McGaughey’s team initiated this project by conducting a community needs assessment of every school in the Delmas 32 neighborhood. After traversing neighborhoods and painstakingly mapping out the schools in this previously unmapped region, his team administered an educational needs assessment to each school principal.
“We spent weeks collecting, and entering the data into a huge database that was then analyzed,” McGaughey explains. “Before we began this project we conducted a focus group with 12 community leaders. We let them know what we were hoping to do, asking for their support and guidance as to how best to go about working with the community and schools. When we finished the initial assessment phase of the project, we held another focus group to present our findings to the community.”
The focus group decided to create a school board to oversee the neighborhood.
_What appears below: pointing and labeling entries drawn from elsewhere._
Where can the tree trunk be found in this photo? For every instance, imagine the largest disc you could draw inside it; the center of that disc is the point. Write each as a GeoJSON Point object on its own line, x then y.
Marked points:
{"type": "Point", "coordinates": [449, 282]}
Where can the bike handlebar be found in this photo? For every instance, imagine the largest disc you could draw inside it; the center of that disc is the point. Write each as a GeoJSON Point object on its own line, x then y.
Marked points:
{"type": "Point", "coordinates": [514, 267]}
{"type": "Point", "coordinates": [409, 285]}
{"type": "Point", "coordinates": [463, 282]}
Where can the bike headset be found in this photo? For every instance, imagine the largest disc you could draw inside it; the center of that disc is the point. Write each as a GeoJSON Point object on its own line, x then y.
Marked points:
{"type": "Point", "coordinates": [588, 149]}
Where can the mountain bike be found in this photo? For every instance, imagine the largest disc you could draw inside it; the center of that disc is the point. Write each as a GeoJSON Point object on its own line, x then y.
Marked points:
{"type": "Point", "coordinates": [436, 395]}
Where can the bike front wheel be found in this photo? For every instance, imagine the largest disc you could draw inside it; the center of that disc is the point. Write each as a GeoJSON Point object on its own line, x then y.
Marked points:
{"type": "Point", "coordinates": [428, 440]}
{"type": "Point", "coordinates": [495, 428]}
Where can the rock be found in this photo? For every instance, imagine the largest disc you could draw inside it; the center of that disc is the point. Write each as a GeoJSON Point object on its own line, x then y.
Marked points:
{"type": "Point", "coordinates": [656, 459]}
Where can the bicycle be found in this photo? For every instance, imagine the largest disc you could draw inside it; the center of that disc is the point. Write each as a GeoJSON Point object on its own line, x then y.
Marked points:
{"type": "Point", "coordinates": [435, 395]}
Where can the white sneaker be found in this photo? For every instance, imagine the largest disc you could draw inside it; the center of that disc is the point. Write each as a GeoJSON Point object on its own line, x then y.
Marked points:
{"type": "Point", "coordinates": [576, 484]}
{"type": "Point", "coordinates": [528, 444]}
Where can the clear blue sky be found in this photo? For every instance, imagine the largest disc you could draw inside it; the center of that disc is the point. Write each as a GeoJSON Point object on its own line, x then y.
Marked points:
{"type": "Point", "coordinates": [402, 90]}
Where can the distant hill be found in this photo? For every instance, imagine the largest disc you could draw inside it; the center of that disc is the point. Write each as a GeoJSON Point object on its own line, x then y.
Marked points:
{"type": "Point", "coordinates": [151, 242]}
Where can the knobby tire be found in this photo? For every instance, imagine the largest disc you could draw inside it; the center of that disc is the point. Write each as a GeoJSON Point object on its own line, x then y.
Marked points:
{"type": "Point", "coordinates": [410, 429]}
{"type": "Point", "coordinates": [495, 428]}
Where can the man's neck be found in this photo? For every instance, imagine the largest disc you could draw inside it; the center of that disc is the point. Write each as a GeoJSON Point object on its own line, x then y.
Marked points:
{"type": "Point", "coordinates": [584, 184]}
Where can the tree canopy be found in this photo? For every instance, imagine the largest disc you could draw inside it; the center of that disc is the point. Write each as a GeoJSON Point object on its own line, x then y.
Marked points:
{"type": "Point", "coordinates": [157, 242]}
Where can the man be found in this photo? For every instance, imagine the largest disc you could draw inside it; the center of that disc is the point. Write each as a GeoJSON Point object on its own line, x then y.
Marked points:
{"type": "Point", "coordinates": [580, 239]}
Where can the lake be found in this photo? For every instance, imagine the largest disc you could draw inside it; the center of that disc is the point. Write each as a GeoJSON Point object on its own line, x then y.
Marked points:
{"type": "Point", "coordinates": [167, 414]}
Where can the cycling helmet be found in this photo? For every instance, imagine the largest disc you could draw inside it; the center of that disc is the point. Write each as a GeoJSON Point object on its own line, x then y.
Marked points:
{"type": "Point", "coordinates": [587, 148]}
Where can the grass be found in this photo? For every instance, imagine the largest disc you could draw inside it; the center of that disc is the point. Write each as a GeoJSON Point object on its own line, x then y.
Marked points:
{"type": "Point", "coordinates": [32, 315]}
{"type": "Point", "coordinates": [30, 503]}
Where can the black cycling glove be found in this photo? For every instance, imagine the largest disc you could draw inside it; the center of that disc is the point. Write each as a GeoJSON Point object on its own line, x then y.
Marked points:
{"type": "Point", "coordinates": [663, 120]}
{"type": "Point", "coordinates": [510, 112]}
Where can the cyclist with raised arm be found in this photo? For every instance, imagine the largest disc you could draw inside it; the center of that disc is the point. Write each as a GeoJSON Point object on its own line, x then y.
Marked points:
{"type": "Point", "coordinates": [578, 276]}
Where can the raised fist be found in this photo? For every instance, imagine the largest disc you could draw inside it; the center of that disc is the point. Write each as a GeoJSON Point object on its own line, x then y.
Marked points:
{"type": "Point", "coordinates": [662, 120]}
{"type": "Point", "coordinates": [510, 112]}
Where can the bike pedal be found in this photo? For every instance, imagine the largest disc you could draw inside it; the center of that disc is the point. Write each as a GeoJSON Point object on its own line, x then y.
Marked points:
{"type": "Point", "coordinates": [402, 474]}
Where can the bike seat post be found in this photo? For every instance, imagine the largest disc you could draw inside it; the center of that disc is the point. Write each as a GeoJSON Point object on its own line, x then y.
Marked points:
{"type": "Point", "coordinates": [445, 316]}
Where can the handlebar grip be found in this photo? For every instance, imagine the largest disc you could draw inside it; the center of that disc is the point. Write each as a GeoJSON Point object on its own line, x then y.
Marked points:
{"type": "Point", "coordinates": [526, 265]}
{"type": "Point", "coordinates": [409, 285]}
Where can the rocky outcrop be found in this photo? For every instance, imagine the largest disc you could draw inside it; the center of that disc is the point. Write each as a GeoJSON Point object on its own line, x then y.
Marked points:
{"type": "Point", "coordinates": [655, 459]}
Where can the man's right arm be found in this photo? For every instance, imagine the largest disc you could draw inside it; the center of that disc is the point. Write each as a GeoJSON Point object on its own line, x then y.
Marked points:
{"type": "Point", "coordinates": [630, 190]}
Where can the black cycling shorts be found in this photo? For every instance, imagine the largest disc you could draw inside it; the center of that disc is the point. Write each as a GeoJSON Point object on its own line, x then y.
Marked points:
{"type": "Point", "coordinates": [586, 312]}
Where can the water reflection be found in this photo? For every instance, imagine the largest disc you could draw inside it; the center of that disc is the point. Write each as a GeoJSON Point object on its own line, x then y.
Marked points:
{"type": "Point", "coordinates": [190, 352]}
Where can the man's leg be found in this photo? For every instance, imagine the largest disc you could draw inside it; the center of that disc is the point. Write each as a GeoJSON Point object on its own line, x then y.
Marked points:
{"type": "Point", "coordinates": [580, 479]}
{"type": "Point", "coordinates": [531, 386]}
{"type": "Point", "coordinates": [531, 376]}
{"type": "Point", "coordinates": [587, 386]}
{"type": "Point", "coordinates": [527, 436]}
Collaborating with the Associated of Schools of Delmas 32, J/P HRO split up the neighborhood into seven blocks with roughly 31 schools. Each school board member is responsible for communication with their block. “with this collaboration we have increased the quality and frequency of communication between J/P HRO and the schools of Dlemas 32. We have also been able to pinpoint the most immediate needs educationally with their help and focus our services and attention directly to those.”
“We based this whole plan on community driven development (CDD) models,” McGaughey asserts. “I learned about this at the College of Ed. And the Evans School. CDD gives control of decisions and resources to community groups. These groups often work in partnership with demand-responsive support organizations and service providers, such as an NGO like J/P HRO. We are working to create a governing body that gives the community a voice in directing services to the schools efficiently and effectively.”
McGaughey says that his work at the University of Washington has helped to guide his efforts in Haiti. From the mentorship of Tom Halverson to his ability to research effectively, the UW helped prepare him for this experience.
“Every day I experience the highest highs and the lowest lows,” McGaughey states. “And every day I know that my work is directly helping other people.”